6.1 RColorBrewer & Ghibli

Using mpg and the ‘ggplot2’ package, reproduce the graph studied in session 2, 3.1: color mapping. Modify the colors representing the class of cars with the palettes Dark2 of RColorBrewer, then MononokeMedium from Ghibli.

ggplot(data = mpg, mapping = aes(x = displ, y = hwy, color = class)) + 
  geom_point()

Go to the links to find the appropriate function: they are very similar between the two packages.

Solution

ggplot(data = mpg, mapping = aes(x = displ, y = hwy, color = class)) + 
  geom_point() +
  scale_color_brewer(palette = "Dark2")

ggplot(data = mpg, mapping = aes(x = displ, y = hwy, color = class)) + 
  geom_point() +
  scale_colour_ghibli_d("MononokeMedium")

The choice of colors is very important for the comprehension of a graphic. Some palettes are not suitable for everyone. For example, for people with color blindness, color gradients from green to red, or from yellow to blue should be avoided.

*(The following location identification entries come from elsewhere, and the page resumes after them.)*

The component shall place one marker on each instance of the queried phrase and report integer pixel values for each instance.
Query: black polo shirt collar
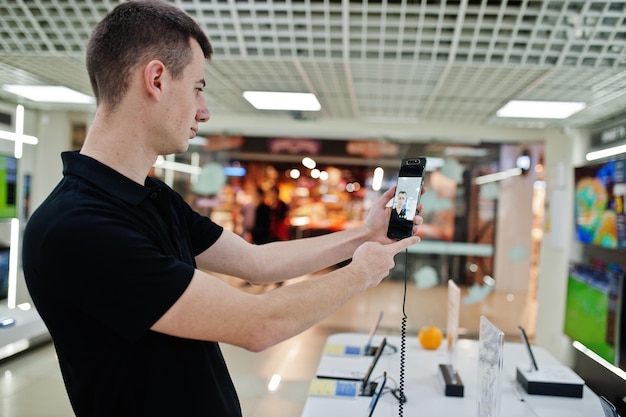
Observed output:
(106, 178)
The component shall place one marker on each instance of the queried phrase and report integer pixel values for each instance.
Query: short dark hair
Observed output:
(134, 33)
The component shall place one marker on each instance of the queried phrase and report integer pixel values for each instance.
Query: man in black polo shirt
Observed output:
(115, 260)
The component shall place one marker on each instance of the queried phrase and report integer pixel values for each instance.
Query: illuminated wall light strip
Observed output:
(177, 166)
(19, 129)
(597, 358)
(377, 180)
(13, 261)
(497, 176)
(195, 161)
(605, 153)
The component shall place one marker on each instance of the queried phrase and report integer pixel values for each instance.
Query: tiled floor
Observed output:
(31, 384)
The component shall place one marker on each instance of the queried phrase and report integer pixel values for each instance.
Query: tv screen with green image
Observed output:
(593, 308)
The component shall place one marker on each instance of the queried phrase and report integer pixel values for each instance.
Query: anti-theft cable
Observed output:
(400, 390)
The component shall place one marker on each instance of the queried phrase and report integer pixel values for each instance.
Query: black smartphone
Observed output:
(609, 409)
(406, 198)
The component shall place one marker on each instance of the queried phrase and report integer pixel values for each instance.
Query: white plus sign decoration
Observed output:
(18, 136)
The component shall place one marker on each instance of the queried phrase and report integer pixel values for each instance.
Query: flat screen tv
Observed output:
(8, 187)
(593, 308)
(599, 203)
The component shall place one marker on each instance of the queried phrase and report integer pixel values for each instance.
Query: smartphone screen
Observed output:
(406, 198)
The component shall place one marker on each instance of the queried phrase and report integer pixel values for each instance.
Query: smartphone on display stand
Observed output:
(407, 197)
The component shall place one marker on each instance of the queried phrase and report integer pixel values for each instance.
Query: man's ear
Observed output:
(153, 74)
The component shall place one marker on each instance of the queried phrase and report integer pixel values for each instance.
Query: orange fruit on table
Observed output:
(430, 337)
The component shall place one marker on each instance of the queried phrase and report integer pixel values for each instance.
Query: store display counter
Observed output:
(425, 393)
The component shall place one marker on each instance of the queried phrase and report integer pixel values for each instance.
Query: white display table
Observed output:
(424, 393)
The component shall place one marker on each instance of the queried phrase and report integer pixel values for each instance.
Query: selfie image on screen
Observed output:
(404, 206)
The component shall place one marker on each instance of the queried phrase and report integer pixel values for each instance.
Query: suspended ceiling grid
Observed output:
(389, 61)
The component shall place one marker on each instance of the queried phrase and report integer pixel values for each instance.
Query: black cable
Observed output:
(401, 397)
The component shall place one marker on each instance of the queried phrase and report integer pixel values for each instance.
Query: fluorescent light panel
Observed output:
(497, 176)
(605, 153)
(270, 100)
(540, 109)
(49, 94)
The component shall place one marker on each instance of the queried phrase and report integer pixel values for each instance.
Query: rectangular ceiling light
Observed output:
(271, 100)
(540, 109)
(49, 94)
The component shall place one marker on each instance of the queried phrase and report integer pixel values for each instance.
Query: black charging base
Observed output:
(452, 383)
(367, 390)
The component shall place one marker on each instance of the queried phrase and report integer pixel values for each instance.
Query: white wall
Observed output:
(560, 153)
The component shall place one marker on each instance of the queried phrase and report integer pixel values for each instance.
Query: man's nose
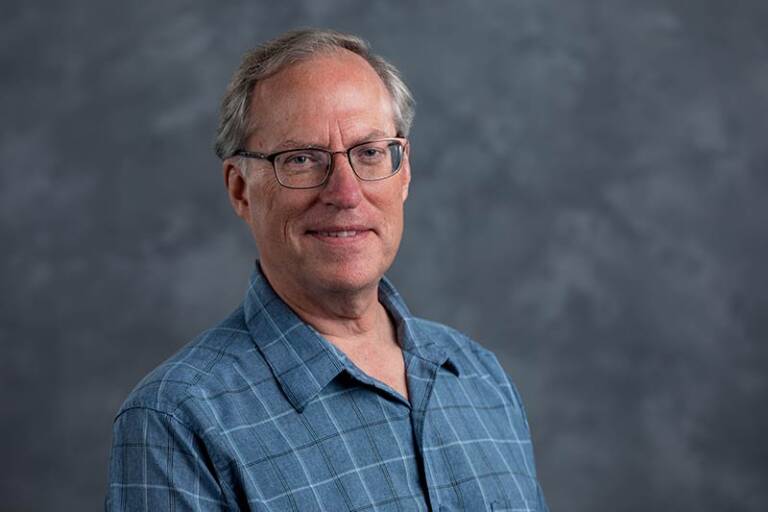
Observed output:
(343, 188)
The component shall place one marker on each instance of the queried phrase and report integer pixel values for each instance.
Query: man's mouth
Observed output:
(340, 232)
(337, 234)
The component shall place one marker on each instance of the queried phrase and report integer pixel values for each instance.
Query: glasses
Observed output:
(310, 167)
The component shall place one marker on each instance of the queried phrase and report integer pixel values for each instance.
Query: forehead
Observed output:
(311, 99)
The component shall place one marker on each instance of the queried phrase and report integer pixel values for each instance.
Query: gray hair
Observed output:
(289, 48)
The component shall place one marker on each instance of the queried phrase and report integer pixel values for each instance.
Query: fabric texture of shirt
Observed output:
(262, 413)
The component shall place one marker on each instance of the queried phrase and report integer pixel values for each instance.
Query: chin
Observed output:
(349, 276)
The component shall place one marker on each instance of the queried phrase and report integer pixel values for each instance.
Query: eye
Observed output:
(369, 153)
(298, 159)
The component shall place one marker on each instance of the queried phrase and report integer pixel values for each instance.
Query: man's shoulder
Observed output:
(198, 370)
(464, 351)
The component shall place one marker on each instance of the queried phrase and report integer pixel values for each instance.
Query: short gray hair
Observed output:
(289, 48)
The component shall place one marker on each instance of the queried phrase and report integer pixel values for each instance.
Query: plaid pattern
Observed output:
(261, 413)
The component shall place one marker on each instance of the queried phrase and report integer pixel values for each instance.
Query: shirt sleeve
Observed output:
(158, 463)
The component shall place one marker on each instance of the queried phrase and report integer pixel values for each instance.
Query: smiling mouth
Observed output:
(340, 234)
(337, 234)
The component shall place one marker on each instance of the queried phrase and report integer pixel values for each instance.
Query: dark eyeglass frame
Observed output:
(348, 152)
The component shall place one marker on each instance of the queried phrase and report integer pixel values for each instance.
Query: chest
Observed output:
(463, 446)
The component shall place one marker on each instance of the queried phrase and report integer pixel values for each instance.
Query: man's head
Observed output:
(237, 113)
(322, 90)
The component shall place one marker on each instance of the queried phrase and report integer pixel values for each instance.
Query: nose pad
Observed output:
(343, 186)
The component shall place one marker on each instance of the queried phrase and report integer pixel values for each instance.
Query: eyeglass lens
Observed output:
(305, 168)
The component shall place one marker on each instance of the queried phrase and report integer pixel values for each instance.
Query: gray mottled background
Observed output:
(588, 200)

To display only Brewer palettes that are colorblind friendly, specify the option colorblindFriendly = TRUE as follows:

display.brewer.all(colorblindFriendly = TRUE)

6.2 Viridis

viridis package provide a series of color maps that are designed to improve graph readability for readers with common forms of color blindness and/or color vision deficiency.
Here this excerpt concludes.